For a type collector, the 1857 or either 1858 variety works equally well. Both are available across a wide grade range at accessible prices through About Uncirculated. Strike quality is the variable that separates good examples from mediocre ones at the Mint State level: a well-struck coin with a sharp eagle head, full feather separation, and defined wing tips is a meaningfully better coin than a numerically higher grade with the characteristic production weakness. Evaluate strike independently of grade before buying anything above Extremely Fine 45. Snow's specialist reference catalogues the die variety landscape fully for collectors who want to go deeper than the Red Book major varieties. The series rewards that depth more than its two circulation years might suggest.

Notes

  1. The Coinage Act of February 21, 1857, including its provisions for foreign coin redemption and its effect on circulating silver, is analyzed in Taxay, Don, The U.S. Mint and Coinage (New York: Arco Publishing, 1966), pp. 210–215. By 1859, Taxay reports, an estimated two million dollars in foreign silver had been recoined through the redemption program.
  2. Vermeule, Cornelius C., Numismatic Art in America (Cambridge: Harvard University Press, 1971), pp. 44–46, discusses the Titian Peale sketch as the source for Gobrecht's eagle and places it in the context of naturalistic versus heraldic bird representations in American coinage. Snow, Richard E., A Guide Book of Flying Eagle and Indian Head Cents (Atlanta: Whitman Publishing, 2006), pp. 18–20, traces the design genealogy from Peale through Gobrecht to Longacre.
  3. The approximately 600 original pattern distribution and the subsequent 1858–1859 restrikes are documented in Snow, Flying Eagle and Indian Head Cents, pp. 23–28. Snow's analysis of original versus restrike diagnostics and the total estimated population of roughly two thousand pieces represents the current standard reference for the question. The Beck hoard dispersal and its market effect are discussed at pp. 29–30.
  4. Snowden's recognition of the structural striking problem and his Columbus suggestion are documented in Mint Director correspondence cited in Snow, Flying Eagle and Indian Head Cents, pp. 34–35. Longacre's response about the Washington precedent appears in the same correspondence chain.

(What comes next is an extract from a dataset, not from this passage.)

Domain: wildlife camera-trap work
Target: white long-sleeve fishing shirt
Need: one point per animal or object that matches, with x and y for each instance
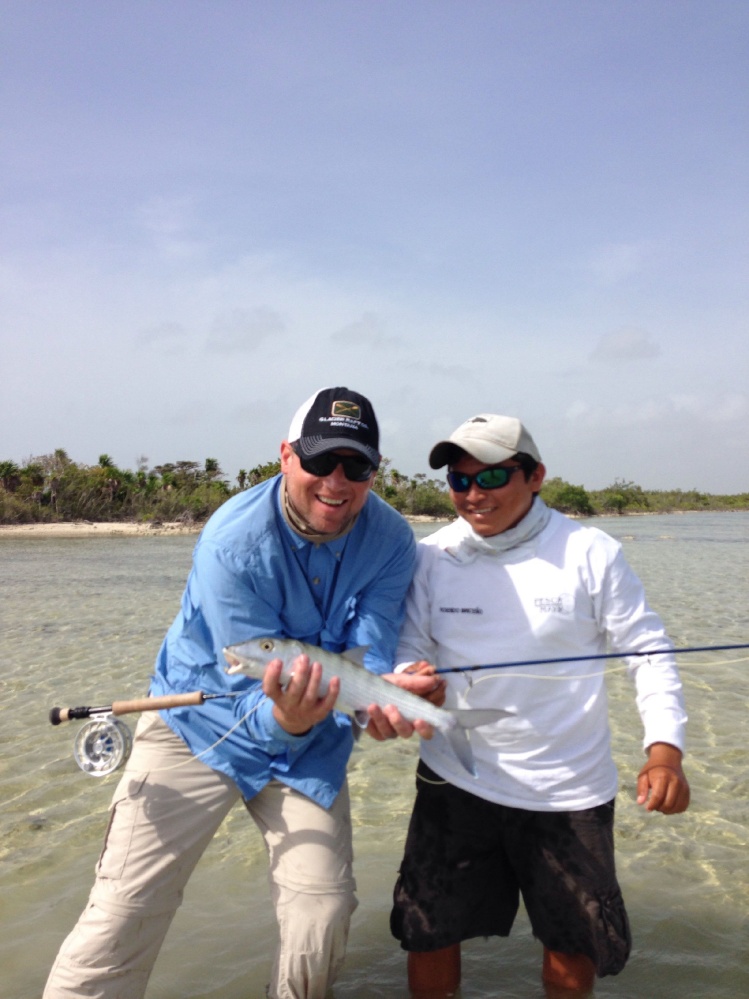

  5. The 1858/7 overdate's discovery in the 1950s and its die-modification origin are discussed in Snow, Flying Eagle and Indian Head Cents, pp. 40–42. Snow catalogues the variety's diagnostics and provides population data supporting the scarcity assessment in higher grades.
  6. Saint-Gaudens's letter to Roosevelt about the Flying Eagle cent design is quoted in Vermeule, Numismatic Art in America, p. 103, and discussed at length in Moran, Michael F., Striking Change: The Great Artistic Collaboration of Theodore Roosevelt and Augustus Saint-Gaudens (Atlanta: Whitman Publishing, 2008), pp. 67–68, where Moran traces how the flying eagle concept migrated from the cent proposal to the gold eagle design.